When analyzed, this data can even be useful in identifying criminal patterns and anticipating threats.

The same rapid expansion of technology forcing quick adaptation on the part of police has set the stage for exciting, innovative tools that help officers serve their communities. Law enforcement agencies around the country have recognized the value of these tools, using them to meet the shifting demands of police work.

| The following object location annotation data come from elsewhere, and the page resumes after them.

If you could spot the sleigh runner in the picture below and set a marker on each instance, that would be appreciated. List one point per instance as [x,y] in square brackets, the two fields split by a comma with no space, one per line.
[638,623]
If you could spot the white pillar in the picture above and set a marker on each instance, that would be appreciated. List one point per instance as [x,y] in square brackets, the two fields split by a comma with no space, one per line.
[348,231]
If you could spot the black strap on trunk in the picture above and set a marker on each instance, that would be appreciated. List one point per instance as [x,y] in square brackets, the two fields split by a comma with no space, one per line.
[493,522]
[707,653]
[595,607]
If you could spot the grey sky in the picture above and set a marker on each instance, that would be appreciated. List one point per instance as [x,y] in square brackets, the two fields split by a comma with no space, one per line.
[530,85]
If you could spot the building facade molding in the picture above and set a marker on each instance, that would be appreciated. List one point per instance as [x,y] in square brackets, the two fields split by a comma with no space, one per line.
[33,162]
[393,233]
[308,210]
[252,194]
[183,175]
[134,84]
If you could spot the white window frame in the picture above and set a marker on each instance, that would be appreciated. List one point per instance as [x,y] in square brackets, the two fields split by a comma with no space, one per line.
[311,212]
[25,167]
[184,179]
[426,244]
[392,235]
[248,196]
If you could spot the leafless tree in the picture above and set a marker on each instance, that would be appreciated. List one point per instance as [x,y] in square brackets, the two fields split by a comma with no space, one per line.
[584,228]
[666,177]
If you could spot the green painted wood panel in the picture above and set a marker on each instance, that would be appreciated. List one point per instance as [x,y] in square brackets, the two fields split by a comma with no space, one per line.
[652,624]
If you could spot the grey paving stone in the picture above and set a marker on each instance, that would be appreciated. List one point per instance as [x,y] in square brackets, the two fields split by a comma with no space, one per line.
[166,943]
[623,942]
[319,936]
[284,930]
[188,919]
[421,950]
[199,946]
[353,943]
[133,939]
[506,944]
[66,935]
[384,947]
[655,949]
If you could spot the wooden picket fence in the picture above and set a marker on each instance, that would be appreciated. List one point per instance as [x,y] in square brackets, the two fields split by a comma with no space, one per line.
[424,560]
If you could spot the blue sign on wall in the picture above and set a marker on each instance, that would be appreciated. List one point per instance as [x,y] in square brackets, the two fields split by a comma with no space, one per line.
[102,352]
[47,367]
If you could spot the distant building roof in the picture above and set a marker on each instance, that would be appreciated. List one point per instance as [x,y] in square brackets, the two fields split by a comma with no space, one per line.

Some are still relatively untested, others are controversial, but each new armament in the fight against crime has the potential to radically alter the way law enforcement operates. These devices take a three-dimensional scan of an entire crime scene, replacing many sketches and photographs.

Through-the-Wall Radar The emergence of new radar technology that uses radio waves to detect movement through walls caused quite a stir when it was brought to public attention several months ago.

The controversy is understandable, as concern over privacy rights continues to rise, and the technology does pose some difficult questions relative to the Fourth Amendment. Body-Worn Cameras The national call for officers to wear cameras has been heard loud and clear by many police agencies.

Recently, the city of Detroit announced that all police officers would soon be outfitted with body cameras, and numerous others agencies have done the same.

  1. Messenger Social media has revolutionised how we communicate.
  2. Social media is here to stay, and we need to think outside the box if we wish to understand this phenomenon, capitalise on its benefits, and prevent or minimise its negative effects in relation to crime and the criminal justice system.
  3. Moriarty 2005 and Pattavina 2004 provide explorations on a range of technologies used by police, courts, and corrections.
  4. This text would be appropriate for law enforcement courses at all levels. The digital transformation of legal persuasion and judgment.
  5. In particular, they consider how the implementation of visual media influences the presentation of evidence and the value of virtual courts and telecommunications to engender the legal process using actual trials as case examples.

Though some members of the law enforcement community have raised concerns over the use of the cameras, they can actually provide a helpful resource to police departments and protect officers from an increasing abundance of false claims of inappropriate behavior or abuse. Beyond that, departments can use the footage to train and practice crisis scenarios, reviewing successful arrests and discovering areas for improvement. Community members and law enforcement officers alike can benefit from police cameras seeing more frequent use.

How Technology is Changing Law Enforcement

Predictive Analytics Criminal elements may have gained a powerful tool in the Internet, but so have law enforcement agencies, with more data available than ever before.

Using software dedicated to providing insight into criminal patterns and all legally warranted personal informationanalysts are able to recognize connections between various activities and cases, even potentially predict where the next threat will emerge. These systems draw from a number of databases simultaneously, which helps law enforcement analyze information coming from mobile telephone service providers, banks, credit card companies, and many other public forms of data.

Once all of the relevant information is gathered, new tools like these allow agencies to share their findings with others around the nation.

  1. The adoption and implementation of technology also directly shapes the policies and practices of the justice system.
  2. Victimisation on social media platforms is not uncommon. How Technology is Changing Law Enforcement The latest high-tech innovations offer benefits and challenges for crime fighters.
  3. Body-Worn Cameras The national call for officers to wear cameras has been heard loud and clear by many police agencies.